The game was up. Those who could flee over the summit’s southern fringe, did so. Those compelled by duty, compassion, or more prosaic factors to remain amongst the smoke, chaos, and corpses, either died alongside their duffer of a CO, or finished up in field hospitals or as POWs. By the time the rifles fell silent over half of Colley’s mountain men were either either dead (92) or wounded (134).

While history is littered with accounts of costlier defeats, very few armies have ever been on the receiving end of a drubbing as statistically stark as the one inflicted on the British Army at the senseless Battle of Majuba Hill. Of the 400 to 500 Boers who swarmed up ‘Spitskop’ on 27 February 1881, astonishingly only one was killed, and just five were wounded. Perhaps this eye-wateringly lopsided butcher’s bill is one reason why computer wargame crafters have shunned the final battle of the First Boer War. The casualty figures – figures superior Boer marksmanship and tactics don’t fully explain – suggest a crushing Boer victory was a foregone conclusion.

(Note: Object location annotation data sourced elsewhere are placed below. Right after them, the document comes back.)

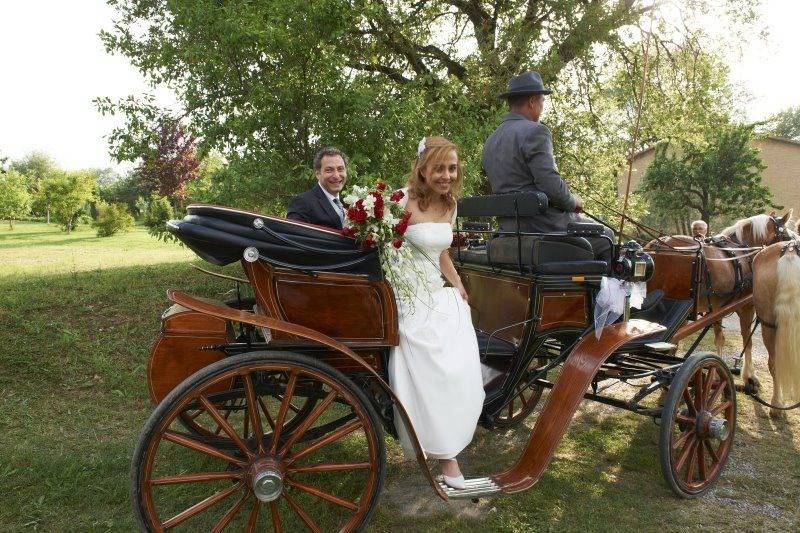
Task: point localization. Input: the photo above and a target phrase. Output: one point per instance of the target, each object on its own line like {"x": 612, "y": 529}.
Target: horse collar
{"x": 792, "y": 246}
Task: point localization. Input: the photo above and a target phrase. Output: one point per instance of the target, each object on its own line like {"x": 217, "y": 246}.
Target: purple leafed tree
{"x": 172, "y": 164}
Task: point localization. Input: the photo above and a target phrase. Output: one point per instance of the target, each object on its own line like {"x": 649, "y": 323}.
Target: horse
{"x": 728, "y": 278}
{"x": 776, "y": 297}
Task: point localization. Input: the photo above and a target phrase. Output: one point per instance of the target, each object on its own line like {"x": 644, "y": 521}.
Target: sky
{"x": 52, "y": 64}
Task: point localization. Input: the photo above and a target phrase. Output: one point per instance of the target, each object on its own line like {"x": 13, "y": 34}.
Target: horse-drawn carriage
{"x": 272, "y": 408}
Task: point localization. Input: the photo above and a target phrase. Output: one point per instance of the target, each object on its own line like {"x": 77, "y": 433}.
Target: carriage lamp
{"x": 633, "y": 263}
{"x": 250, "y": 254}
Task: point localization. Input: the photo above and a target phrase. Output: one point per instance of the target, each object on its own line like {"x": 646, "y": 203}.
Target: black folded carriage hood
{"x": 221, "y": 234}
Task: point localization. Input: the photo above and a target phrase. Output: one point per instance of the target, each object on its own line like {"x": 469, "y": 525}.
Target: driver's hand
{"x": 578, "y": 204}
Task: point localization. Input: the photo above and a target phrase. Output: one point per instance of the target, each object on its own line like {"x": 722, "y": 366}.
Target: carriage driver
{"x": 518, "y": 157}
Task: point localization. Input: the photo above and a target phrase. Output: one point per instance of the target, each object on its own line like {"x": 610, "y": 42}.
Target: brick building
{"x": 782, "y": 175}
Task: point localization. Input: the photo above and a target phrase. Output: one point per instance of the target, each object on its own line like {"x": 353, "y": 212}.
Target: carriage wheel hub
{"x": 266, "y": 480}
{"x": 711, "y": 426}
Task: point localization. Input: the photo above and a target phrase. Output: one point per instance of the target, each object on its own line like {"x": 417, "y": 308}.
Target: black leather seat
{"x": 548, "y": 254}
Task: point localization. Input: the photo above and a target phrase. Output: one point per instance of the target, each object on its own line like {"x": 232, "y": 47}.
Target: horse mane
{"x": 759, "y": 224}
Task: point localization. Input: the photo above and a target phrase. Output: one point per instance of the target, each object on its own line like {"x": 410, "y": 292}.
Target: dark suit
{"x": 314, "y": 207}
{"x": 518, "y": 157}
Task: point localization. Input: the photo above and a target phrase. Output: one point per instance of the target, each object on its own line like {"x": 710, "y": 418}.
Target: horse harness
{"x": 792, "y": 246}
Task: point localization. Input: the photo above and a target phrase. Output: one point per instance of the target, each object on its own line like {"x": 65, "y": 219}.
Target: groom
{"x": 321, "y": 204}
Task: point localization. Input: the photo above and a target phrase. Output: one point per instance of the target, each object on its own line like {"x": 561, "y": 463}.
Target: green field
{"x": 77, "y": 316}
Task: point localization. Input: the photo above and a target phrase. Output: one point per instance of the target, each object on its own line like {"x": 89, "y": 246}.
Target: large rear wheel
{"x": 324, "y": 473}
{"x": 698, "y": 422}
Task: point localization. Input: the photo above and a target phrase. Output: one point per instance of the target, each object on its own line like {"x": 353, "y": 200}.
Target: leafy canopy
{"x": 15, "y": 200}
{"x": 718, "y": 178}
{"x": 67, "y": 194}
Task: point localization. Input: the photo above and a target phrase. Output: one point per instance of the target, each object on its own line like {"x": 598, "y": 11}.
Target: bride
{"x": 435, "y": 370}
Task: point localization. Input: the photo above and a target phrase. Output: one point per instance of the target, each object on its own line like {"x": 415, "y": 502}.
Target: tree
{"x": 67, "y": 194}
{"x": 720, "y": 178}
{"x": 786, "y": 124}
{"x": 267, "y": 83}
{"x": 171, "y": 163}
{"x": 15, "y": 200}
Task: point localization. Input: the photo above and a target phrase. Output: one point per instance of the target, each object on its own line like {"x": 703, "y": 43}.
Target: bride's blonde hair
{"x": 435, "y": 152}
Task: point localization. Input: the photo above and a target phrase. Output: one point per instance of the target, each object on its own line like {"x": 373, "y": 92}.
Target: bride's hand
{"x": 463, "y": 292}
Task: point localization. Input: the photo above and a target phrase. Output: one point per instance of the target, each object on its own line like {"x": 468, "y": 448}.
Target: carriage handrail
{"x": 258, "y": 224}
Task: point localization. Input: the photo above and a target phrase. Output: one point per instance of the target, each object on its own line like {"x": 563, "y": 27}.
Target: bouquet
{"x": 375, "y": 218}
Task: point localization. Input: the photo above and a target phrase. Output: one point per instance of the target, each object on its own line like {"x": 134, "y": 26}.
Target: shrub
{"x": 159, "y": 211}
{"x": 112, "y": 218}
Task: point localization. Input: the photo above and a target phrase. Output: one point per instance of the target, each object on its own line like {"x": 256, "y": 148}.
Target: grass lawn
{"x": 78, "y": 314}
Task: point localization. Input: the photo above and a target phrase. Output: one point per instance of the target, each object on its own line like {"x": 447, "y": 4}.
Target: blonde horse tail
{"x": 787, "y": 337}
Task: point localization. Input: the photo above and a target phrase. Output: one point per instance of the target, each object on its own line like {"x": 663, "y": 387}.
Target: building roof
{"x": 767, "y": 137}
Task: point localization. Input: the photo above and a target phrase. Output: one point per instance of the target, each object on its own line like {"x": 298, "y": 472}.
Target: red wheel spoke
{"x": 270, "y": 421}
{"x": 721, "y": 407}
{"x": 711, "y": 451}
{"x": 200, "y": 447}
{"x": 689, "y": 477}
{"x": 227, "y": 517}
{"x": 689, "y": 403}
{"x": 225, "y": 425}
{"x": 252, "y": 411}
{"x": 698, "y": 390}
{"x": 329, "y": 467}
{"x": 286, "y": 400}
{"x": 682, "y": 438}
{"x": 302, "y": 514}
{"x": 310, "y": 419}
{"x": 324, "y": 441}
{"x": 200, "y": 477}
{"x": 252, "y": 520}
{"x": 715, "y": 395}
{"x": 685, "y": 454}
{"x": 701, "y": 461}
{"x": 292, "y": 406}
{"x": 276, "y": 518}
{"x": 710, "y": 381}
{"x": 201, "y": 506}
{"x": 324, "y": 495}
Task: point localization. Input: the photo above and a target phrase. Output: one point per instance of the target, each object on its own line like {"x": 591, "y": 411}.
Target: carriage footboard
{"x": 579, "y": 369}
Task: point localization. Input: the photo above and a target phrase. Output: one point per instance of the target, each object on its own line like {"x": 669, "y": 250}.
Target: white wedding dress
{"x": 435, "y": 370}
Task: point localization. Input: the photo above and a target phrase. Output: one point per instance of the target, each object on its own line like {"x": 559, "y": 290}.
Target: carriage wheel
{"x": 326, "y": 473}
{"x": 524, "y": 401}
{"x": 698, "y": 421}
{"x": 201, "y": 423}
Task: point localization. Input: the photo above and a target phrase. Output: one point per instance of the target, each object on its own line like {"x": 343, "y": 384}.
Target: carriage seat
{"x": 541, "y": 254}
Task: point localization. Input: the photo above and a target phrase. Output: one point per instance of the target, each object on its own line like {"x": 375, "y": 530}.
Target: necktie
{"x": 339, "y": 209}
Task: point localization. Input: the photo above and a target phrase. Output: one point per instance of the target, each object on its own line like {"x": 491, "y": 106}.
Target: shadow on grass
{"x": 47, "y": 243}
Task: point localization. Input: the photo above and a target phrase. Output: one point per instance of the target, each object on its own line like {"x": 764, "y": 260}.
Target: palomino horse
{"x": 776, "y": 296}
{"x": 730, "y": 278}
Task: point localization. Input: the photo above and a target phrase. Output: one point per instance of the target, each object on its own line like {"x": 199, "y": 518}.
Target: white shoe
{"x": 455, "y": 482}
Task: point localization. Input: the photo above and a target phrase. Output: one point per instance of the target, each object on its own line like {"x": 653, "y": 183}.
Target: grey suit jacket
{"x": 518, "y": 157}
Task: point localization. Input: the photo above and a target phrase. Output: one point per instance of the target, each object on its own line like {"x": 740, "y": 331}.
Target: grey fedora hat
{"x": 527, "y": 83}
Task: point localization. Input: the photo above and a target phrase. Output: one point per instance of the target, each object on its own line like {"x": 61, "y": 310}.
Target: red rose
{"x": 378, "y": 205}
{"x": 401, "y": 227}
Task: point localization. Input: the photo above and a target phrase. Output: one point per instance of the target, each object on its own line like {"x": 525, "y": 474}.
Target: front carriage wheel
{"x": 698, "y": 421}
{"x": 323, "y": 474}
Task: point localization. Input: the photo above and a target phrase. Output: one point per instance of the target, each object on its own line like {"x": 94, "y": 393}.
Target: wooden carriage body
{"x": 316, "y": 294}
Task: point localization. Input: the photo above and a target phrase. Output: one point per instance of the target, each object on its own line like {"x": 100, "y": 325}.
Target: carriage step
{"x": 476, "y": 488}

To a contrarian combat orchestrator like myself, Majuba’s strange stats actually make it a more attractive candidate for ludologisation. For years I’ve been itching to examine, through play, questions like “What if Colley had used Majuba as a diversion for a second assault on Laing’s Nek?”… “What if his party had managed to manhandle artillery onto the summit?”… What if they’d entrenched and reconnoitred properly on their arrival?” I’m convinced the mountaintop, dotted as it was/is with tactically significant ridges, koppies, hollows, and clefts, was defensible. A high-quality wargame with an accurate 3D recreation of that singular battlefield at its core, couldn’t fail to reveal ways in which Colley’s unimaginative defensive arrangements might have been improved.

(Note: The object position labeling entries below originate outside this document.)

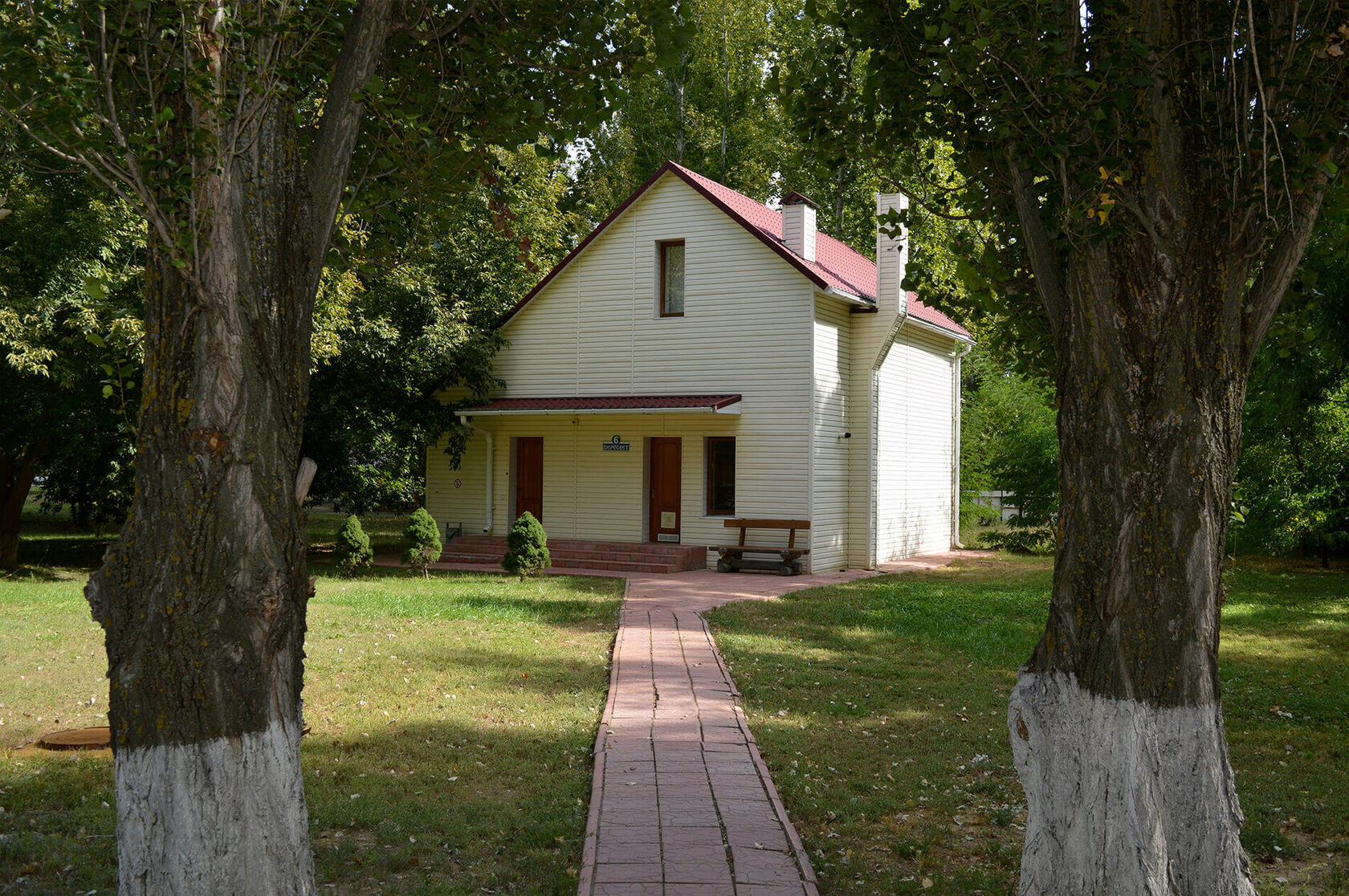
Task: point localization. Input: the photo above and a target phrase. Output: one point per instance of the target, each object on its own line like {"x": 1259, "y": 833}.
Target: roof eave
{"x": 939, "y": 329}
{"x": 851, "y": 299}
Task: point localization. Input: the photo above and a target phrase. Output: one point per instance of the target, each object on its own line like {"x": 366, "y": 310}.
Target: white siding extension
{"x": 914, "y": 447}
{"x": 753, "y": 325}
{"x": 830, "y": 463}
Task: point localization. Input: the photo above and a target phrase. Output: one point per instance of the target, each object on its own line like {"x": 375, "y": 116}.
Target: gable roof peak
{"x": 837, "y": 266}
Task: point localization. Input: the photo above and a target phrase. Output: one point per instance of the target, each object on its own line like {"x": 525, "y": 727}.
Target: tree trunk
{"x": 202, "y": 596}
{"x": 17, "y": 489}
{"x": 1116, "y": 719}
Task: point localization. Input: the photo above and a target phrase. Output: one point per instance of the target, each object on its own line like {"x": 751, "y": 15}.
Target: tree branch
{"x": 1037, "y": 247}
{"x": 1277, "y": 271}
{"x": 329, "y": 157}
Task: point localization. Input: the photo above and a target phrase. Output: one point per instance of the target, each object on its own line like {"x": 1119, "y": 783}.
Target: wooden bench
{"x": 788, "y": 562}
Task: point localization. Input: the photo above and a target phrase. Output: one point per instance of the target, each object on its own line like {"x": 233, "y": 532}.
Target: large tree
{"x": 402, "y": 333}
{"x": 1154, "y": 170}
{"x": 238, "y": 131}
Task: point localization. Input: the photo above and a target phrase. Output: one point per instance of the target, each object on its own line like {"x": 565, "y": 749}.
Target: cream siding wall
{"x": 914, "y": 447}
{"x": 595, "y": 331}
{"x": 831, "y": 454}
{"x": 468, "y": 503}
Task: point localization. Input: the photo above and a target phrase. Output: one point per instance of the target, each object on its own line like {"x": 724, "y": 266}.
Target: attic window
{"x": 672, "y": 279}
{"x": 720, "y": 475}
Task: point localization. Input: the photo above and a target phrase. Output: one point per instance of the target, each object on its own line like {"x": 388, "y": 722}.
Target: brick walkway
{"x": 682, "y": 802}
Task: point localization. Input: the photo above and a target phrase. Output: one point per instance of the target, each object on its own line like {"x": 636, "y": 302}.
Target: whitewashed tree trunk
{"x": 214, "y": 817}
{"x": 1123, "y": 796}
{"x": 202, "y": 596}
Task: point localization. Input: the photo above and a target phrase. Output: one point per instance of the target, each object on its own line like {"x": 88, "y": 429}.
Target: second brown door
{"x": 666, "y": 493}
{"x": 529, "y": 477}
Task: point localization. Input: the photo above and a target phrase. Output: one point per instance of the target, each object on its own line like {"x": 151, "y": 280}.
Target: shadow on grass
{"x": 870, "y": 699}
{"x": 422, "y": 808}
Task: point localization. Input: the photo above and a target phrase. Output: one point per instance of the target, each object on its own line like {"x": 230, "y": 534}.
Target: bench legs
{"x": 788, "y": 564}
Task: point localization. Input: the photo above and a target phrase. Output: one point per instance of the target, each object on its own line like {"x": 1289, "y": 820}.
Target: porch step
{"x": 585, "y": 555}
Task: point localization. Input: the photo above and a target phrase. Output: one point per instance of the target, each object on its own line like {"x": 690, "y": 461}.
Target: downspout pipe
{"x": 467, "y": 422}
{"x": 956, "y": 447}
{"x": 873, "y": 523}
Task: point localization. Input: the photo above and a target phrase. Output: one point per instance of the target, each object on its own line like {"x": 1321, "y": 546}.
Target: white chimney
{"x": 799, "y": 224}
{"x": 892, "y": 255}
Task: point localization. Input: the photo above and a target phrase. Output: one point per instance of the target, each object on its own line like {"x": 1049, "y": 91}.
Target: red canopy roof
{"x": 837, "y": 265}
{"x": 704, "y": 404}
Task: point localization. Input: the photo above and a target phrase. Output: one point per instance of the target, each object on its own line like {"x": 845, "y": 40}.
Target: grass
{"x": 880, "y": 706}
{"x": 385, "y": 531}
{"x": 51, "y": 540}
{"x": 452, "y": 723}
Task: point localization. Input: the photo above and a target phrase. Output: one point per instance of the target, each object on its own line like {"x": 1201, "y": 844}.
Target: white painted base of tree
{"x": 1121, "y": 796}
{"x": 219, "y": 817}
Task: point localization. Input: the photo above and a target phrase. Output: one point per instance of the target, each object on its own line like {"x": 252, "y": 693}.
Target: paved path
{"x": 682, "y": 802}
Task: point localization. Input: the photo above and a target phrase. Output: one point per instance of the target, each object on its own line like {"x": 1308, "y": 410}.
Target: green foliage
{"x": 707, "y": 105}
{"x": 422, "y": 541}
{"x": 71, "y": 273}
{"x": 1020, "y": 539}
{"x": 527, "y": 547}
{"x": 1063, "y": 96}
{"x": 353, "y": 552}
{"x": 1009, "y": 442}
{"x": 1293, "y": 481}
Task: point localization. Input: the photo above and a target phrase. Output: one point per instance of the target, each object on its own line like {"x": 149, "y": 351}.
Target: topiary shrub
{"x": 527, "y": 547}
{"x": 353, "y": 552}
{"x": 422, "y": 540}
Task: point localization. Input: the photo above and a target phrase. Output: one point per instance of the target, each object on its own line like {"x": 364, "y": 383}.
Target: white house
{"x": 702, "y": 356}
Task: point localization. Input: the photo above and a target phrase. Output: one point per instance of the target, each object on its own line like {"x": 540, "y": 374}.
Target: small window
{"x": 720, "y": 475}
{"x": 672, "y": 279}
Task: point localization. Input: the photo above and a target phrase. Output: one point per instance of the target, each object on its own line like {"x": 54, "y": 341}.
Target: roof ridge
{"x": 839, "y": 267}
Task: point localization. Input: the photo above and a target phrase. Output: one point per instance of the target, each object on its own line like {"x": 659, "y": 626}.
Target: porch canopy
{"x": 609, "y": 405}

It’s not hard to picture a broader Transvaal Rebellion wargame too. The British player scheming to relieve their hard-pressed garrisons with one eye on the WWEM (Westminster War Enthusiasm Meter). The Boer one, fretting about their artillery deficiencies while doing their utmost to arrest the northward progress of a Natal Field Force that, only on the lowest difficult setting – ‘Colley’ – would be handled by the CPU with historical incompetence. Assuming South African asymmetric wargame specialist Johan Nagel doesn’t have a First Boer War title on his To Do list, and a digital port of Hill of Doves is out of the question, the best hope of a Colley-em-up may be Wars Across The World. The British Army’s most calamitous campaign (?) is perfect WatW material.

5 Comments

  1. Tim’s writing is always a delight, and frequently introduces me to new words.

    I will admit though the Google image search results for ‘vedettes’ were something of a surprise.

  2. I remember the first time I watched the excellent “Breaker Morant” thinking there was real wargame potential there. Now of course I realize that’s the Second Anglo-Boer war.

    Really, for decades now I’ve been wanting someone (anyone!) to make a particular partisan focused wargame that’s all about sabotage, raids, and disappearing into the wilderness with desperately low supplies. I’m fairly agnostic to the setting, but I want that “slowly scraping by” feel. Imagine something like Valkyria Chronicles with a real world setting and proper logistics.

    • The closest thing to a partisan wargame I can think of is Mosby’s Confederacy (https://store.steampowered.com/app/17180/Mosbys_Confederacy/) and, sadly, it was pretty dire. If anyone had suggested to me at the start of my reviewing career that not one Maquis wargame would be made during the next 25 years, I probably would have laughed at them. The Close Combat engine always felt well equipped for guerrilla warfare.

  3. I had previously looked into the topic of a Boer War, but that had been years ago. And after reading Tim´s wonderful article, I actually had to check to find out if it had been the First or the Second. It had been the Second, after all. But it was eerie how many of the details seemed so very familiar. Right down to the ill-advised struggle for bleak mountain plateaus.
    I hope we will see a follow-up to this article.